The increase of capital cost and income caused by RMB appreciation will change China's economic structure in the long run, endow industries with different growth rates, and differentiate the performance of enterprises in different industries.
The appreciation of RMB changes the book value of assets, liabilities, income, costs and other enterprises in the industry in a short time, and affects their operating performance through changes in exchange gains and losses.
The appreciation of RMB will be a long-term benefit for industries with high import ratio, large foreign debt scale, high liquidity or huge RMB assets.
The appreciation of RMB will have a great impact on the international pricing of export industries, industries with high foreign currency assets or products.

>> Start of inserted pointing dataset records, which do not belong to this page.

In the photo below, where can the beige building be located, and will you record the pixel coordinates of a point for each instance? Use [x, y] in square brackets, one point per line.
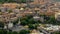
[11, 5]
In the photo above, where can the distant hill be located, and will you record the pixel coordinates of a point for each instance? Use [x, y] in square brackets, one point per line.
[17, 1]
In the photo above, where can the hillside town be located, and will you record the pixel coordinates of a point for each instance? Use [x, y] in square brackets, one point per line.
[30, 17]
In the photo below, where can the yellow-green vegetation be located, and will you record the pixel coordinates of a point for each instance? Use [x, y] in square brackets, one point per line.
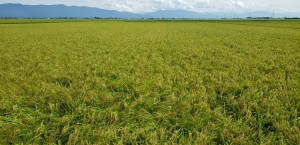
[149, 82]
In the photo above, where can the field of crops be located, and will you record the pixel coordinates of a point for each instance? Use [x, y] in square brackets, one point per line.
[149, 82]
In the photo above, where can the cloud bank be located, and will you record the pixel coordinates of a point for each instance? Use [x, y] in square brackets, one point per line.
[143, 6]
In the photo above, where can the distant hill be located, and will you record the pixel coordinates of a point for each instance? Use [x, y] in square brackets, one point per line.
[55, 11]
[61, 11]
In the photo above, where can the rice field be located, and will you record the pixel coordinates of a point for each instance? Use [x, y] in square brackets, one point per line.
[149, 82]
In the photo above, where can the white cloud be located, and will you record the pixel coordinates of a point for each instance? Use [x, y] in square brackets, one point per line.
[141, 6]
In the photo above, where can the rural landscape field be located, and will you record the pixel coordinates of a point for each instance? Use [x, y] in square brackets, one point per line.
[149, 82]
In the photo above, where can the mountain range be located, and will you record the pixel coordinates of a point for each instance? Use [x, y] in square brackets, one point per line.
[63, 11]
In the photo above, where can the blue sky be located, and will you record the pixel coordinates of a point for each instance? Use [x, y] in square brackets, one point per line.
[142, 6]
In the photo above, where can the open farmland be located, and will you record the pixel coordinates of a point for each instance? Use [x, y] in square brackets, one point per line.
[149, 82]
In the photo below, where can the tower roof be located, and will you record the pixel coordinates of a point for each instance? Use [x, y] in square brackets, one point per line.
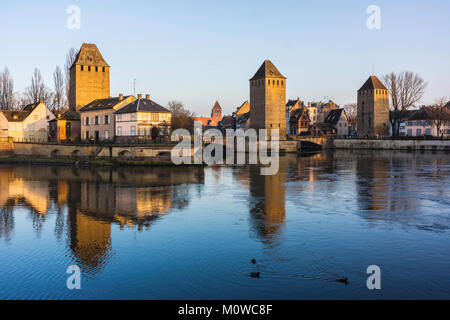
[89, 55]
[373, 83]
[217, 106]
[267, 69]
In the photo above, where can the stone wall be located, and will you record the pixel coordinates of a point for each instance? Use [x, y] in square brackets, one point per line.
[434, 145]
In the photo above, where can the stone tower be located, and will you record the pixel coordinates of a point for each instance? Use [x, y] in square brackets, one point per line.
[89, 77]
[268, 100]
[373, 109]
[216, 112]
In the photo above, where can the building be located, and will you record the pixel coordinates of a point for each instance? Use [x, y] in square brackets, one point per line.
[89, 77]
[142, 120]
[65, 127]
[28, 124]
[242, 116]
[291, 105]
[98, 120]
[268, 100]
[318, 111]
[373, 109]
[423, 122]
[299, 121]
[216, 116]
[339, 120]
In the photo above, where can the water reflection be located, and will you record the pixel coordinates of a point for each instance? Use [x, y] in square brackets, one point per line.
[306, 219]
[94, 199]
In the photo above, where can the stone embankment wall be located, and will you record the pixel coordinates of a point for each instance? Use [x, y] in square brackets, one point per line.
[433, 145]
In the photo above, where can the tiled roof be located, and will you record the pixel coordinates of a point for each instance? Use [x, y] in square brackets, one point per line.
[334, 116]
[15, 116]
[267, 69]
[89, 55]
[103, 104]
[142, 105]
[430, 113]
[373, 83]
[217, 106]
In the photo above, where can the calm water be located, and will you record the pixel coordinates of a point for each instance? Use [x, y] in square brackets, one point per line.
[177, 233]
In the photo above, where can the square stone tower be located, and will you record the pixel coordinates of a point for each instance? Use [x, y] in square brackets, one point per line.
[89, 77]
[268, 100]
[373, 109]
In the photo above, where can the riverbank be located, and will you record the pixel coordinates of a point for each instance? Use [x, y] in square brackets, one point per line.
[88, 162]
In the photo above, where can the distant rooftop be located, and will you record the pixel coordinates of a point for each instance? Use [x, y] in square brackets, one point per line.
[143, 105]
[89, 55]
[267, 69]
[373, 83]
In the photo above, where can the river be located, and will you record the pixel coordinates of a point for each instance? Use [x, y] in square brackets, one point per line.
[191, 233]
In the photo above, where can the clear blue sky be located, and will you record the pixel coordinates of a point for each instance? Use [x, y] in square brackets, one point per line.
[202, 51]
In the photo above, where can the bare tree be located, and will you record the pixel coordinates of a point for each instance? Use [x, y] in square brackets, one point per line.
[70, 59]
[38, 91]
[181, 117]
[59, 96]
[406, 89]
[7, 96]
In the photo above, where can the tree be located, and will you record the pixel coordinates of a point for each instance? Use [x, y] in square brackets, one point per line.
[7, 96]
[181, 117]
[406, 89]
[351, 110]
[70, 59]
[38, 91]
[59, 96]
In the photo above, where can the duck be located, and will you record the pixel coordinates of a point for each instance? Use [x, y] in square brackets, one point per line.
[342, 280]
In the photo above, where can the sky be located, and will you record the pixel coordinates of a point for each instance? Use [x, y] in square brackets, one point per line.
[198, 52]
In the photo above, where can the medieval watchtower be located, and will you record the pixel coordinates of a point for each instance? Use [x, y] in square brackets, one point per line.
[373, 109]
[268, 100]
[89, 77]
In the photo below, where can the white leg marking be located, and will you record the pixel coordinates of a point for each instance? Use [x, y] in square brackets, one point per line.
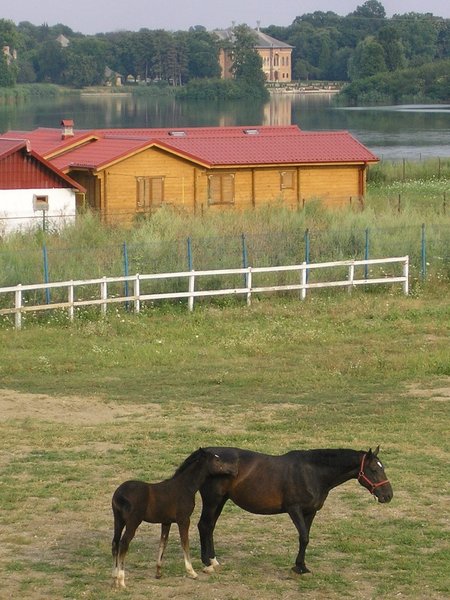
[213, 563]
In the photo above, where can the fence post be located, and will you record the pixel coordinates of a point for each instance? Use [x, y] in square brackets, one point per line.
[191, 291]
[104, 295]
[244, 258]
[125, 271]
[306, 252]
[423, 254]
[249, 286]
[189, 251]
[304, 281]
[351, 276]
[18, 304]
[366, 254]
[137, 294]
[70, 299]
[406, 276]
[46, 278]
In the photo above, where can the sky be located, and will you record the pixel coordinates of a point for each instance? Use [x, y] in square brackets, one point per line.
[101, 16]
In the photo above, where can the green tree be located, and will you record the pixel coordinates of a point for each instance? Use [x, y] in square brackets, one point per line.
[85, 62]
[50, 62]
[367, 60]
[247, 63]
[203, 55]
[371, 9]
[7, 76]
[419, 35]
[393, 50]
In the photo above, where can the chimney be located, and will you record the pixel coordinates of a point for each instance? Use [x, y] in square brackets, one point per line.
[67, 128]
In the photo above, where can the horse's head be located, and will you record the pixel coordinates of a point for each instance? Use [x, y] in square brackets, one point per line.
[219, 465]
[372, 476]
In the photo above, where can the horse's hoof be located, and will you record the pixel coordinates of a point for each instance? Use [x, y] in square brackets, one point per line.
[300, 570]
[209, 569]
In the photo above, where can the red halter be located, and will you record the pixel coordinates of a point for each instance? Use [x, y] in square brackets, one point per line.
[363, 476]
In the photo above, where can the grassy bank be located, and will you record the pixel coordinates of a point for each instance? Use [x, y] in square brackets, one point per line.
[391, 224]
[87, 406]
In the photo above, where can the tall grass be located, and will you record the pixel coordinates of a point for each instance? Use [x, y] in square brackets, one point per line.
[390, 224]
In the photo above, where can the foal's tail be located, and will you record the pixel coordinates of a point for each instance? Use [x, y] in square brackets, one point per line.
[120, 503]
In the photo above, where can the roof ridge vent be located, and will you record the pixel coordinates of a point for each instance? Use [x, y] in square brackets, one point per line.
[67, 128]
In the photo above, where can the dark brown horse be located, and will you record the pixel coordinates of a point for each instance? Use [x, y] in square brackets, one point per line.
[166, 502]
[296, 483]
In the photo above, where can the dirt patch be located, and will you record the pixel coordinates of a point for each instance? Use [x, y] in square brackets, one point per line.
[70, 409]
[441, 393]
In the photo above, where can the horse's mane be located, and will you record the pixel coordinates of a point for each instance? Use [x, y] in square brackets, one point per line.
[191, 459]
[333, 456]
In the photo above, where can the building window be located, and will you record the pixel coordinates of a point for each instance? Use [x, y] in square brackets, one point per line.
[40, 202]
[149, 192]
[221, 188]
[287, 180]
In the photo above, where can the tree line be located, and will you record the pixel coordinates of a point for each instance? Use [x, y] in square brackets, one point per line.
[326, 46]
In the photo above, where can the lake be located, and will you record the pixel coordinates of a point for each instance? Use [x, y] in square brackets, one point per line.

Shen Tong, Chief Macro Analyst of Guohai Securities
The appreciation of RMB will affect different industries in two ways. First, the increase of capital cost and income caused by the appreciation of RMB will change the economic structure of China in the long run, give different growth rates to industries again, and differentiate the performance of enterprises in different industries. Second, the appreciation of RMB changes the book value of assets, liabilities, income, costs and other enterprises in the industry in a short time, and affects their operating performance through the difference in foreign exchange conversion. Generally speaking, the appreciation of RMB will be a long-term benefit for industries with high import ratio, large foreign debt scale, high liquidity or huge RMB assets; However, it has a great impact on the export industry, high foreign currency assets industry or international pricing of products; Others have less influence.

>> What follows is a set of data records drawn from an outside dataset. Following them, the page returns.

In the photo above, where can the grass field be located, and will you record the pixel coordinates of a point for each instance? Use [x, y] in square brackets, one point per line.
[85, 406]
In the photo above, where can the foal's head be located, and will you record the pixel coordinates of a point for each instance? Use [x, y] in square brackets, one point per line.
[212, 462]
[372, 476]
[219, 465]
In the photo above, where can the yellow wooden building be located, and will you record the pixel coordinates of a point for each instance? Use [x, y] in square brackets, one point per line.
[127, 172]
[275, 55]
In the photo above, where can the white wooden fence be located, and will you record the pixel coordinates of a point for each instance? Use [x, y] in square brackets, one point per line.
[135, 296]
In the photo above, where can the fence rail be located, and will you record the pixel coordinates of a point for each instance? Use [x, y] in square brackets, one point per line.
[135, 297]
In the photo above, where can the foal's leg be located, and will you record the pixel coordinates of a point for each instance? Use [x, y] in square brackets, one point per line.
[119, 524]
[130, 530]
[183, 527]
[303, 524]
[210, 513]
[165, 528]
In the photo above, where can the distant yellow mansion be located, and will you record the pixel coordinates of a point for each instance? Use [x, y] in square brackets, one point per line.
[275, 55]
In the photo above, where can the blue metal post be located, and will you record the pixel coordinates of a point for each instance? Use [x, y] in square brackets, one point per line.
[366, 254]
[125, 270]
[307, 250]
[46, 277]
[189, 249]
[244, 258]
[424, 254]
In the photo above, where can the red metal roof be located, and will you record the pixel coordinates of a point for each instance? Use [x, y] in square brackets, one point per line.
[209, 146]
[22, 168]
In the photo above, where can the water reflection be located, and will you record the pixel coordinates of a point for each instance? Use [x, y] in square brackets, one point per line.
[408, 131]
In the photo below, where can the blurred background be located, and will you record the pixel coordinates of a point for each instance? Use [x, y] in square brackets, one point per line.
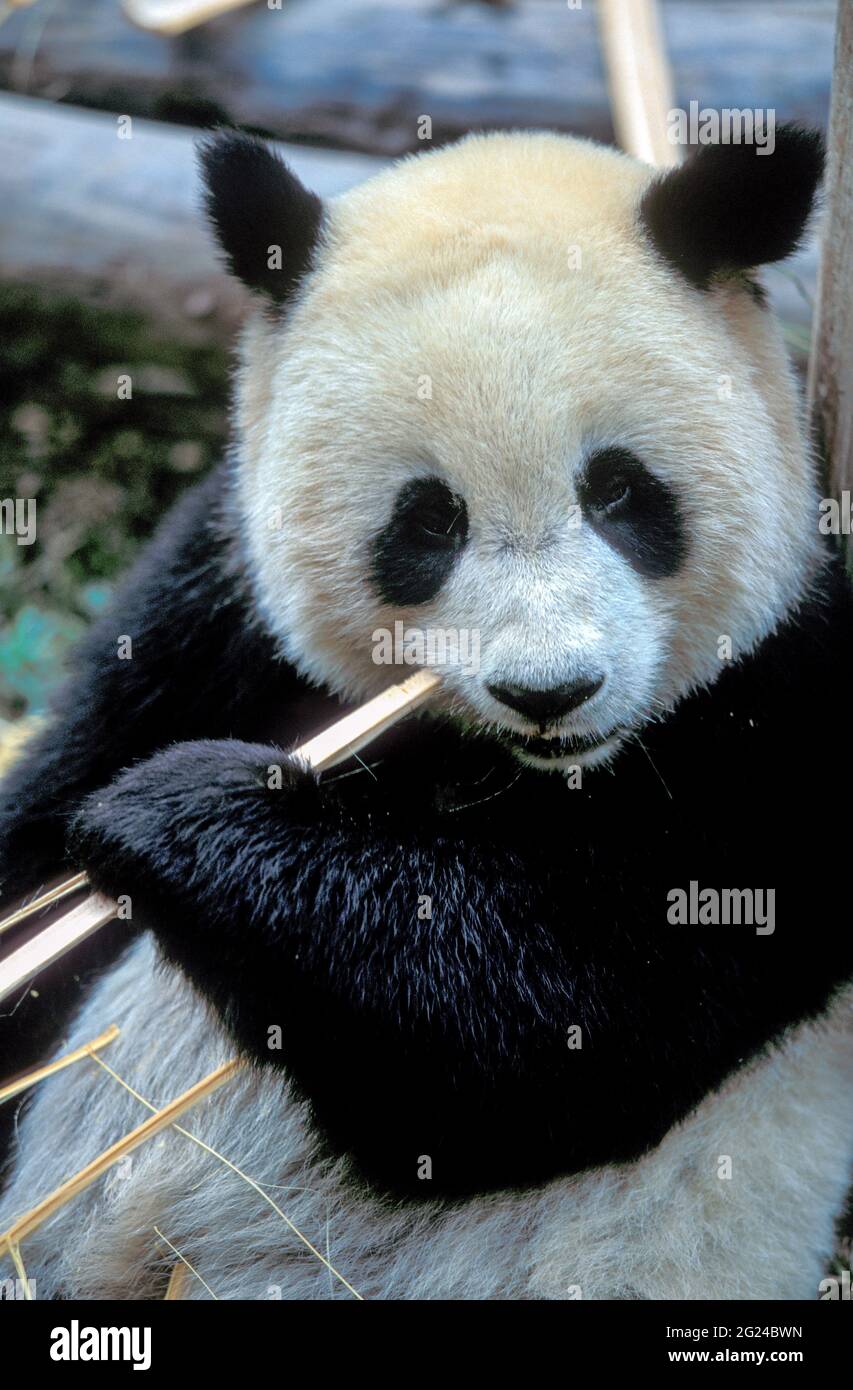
[106, 267]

The main beneficiary industries include: real estate and infrastructure industries are non-trading real estate industries, and appreciation will comprehensively enhance the value of domestic real estate assets, and at the same time enhance the investment value of infrastructure and basic industries such as airports, ports, railways and expressway with limited resources, monopoly or long construction period and less supply elasticity, and the above two industries will benefit obviously; Financial industry, especially banking and securities industry, is a capital-intensive industry engaged in currency and capital business. Because of its good liquidity and high RMB assets, it will attract a lot of international funds and benefit from it. Industries such as aviation, electric power, oil refining, paper making, construction machinery, etc. benefit from the cost reduction caused by the dependence on foreign procurement of raw materials or equipment, or the exchange gains and losses caused by a large number of foreign debts, especially for the aviation industry with monopoly advantages in the domestic market; High-tech industries that rely on technology imports do not have advantages in key scientific and technological intellectual property rights, and will maintain the momentum of a large number of imports for a certain period of time, and can maintain their own advantages in cost on the premise of exchange rate appreciation.

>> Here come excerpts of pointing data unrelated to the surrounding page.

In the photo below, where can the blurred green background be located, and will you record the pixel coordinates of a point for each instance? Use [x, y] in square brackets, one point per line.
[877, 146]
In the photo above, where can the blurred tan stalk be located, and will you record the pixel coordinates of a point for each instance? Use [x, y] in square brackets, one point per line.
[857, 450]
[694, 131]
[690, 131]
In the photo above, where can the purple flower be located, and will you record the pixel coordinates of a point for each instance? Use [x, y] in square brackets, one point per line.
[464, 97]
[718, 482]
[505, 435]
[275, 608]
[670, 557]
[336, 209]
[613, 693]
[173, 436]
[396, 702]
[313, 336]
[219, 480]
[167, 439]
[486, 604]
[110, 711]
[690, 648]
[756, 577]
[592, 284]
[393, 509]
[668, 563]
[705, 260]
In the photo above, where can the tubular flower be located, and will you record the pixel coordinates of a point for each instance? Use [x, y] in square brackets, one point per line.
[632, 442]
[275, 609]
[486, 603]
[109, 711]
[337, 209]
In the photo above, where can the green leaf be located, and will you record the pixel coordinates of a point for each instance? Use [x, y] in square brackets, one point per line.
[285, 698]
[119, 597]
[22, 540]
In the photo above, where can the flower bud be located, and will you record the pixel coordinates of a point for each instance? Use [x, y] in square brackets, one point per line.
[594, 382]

The main damaged industries include: export-oriented industries, such as textile industry (especially clothing industry with high export dependence, followed by cotton spinning and wool spinning), household appliances, building materials and so on. The appreciation of RMB will greatly weaken the competitive advantage of products; Foreign trade enterprises are at a disadvantage in the industrial chain, and it is difficult for import business to obtain excess profits from RMB appreciation, but export business will suffer heavy losses; The extractive industry, petrochemical industry and non-ferrous metal industry will be impacted by the internationalization of product pricing.
(A) the real estate industry
Expected effect: We believe that we should attach great importance to people's psychological factors when evaluating the impact of appreciation. People's profit-seeking psychology and conformity psychology are very common, which will be fully manifested with the warming of the market, which will obviously contribute to the rise of capital market and real estate prices.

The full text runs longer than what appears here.